Czy ukrywa się przed nami wojnę informacyjną? Czy jak zwykle bardak?

 Od pewnego czasu dochodzą do mnie wiadomości o awariach sieci komórkowych.

 Znajomi mego Taty posiadający stare modele telefonów obserwują ich dziwne zachowanie.

 Zdarzają się niechciane połączenia, automatyczna "transmisja" tła dźwiękowego z pomieszczeń w których leżą aparaty, wyświetlanie komunikatów nie wystepujących w menu. Podawanie nazw abonentów z którymi się właśnie rozłaczył rozmówca choć nie występują w książce telefonicznej aparatu.

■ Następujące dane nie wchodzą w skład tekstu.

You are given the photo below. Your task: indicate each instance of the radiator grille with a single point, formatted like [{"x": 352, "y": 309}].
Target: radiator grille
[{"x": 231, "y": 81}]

Za to są w książce telefonicznej rozmówcy.

 Dotyczy to starszych i nowszych aparatów, gdzie grozi utrata danych, włamanie np. do konta bankowego, kopiowanie kodów i podobne konsekwencje.

 Ponoć przoduje w tym "Plus".

 Osobiście miałem podobne doświadczenia z Playem.

 Wszystkiego nie da się zwalić na wujaszka Władimira.

 Albo systemy się walą albo serwery zhakowano.

 Sieci co rusz reklamują swoje usługi.

 A wygląda że bezpieczeństwo użytkowników zlewają równo.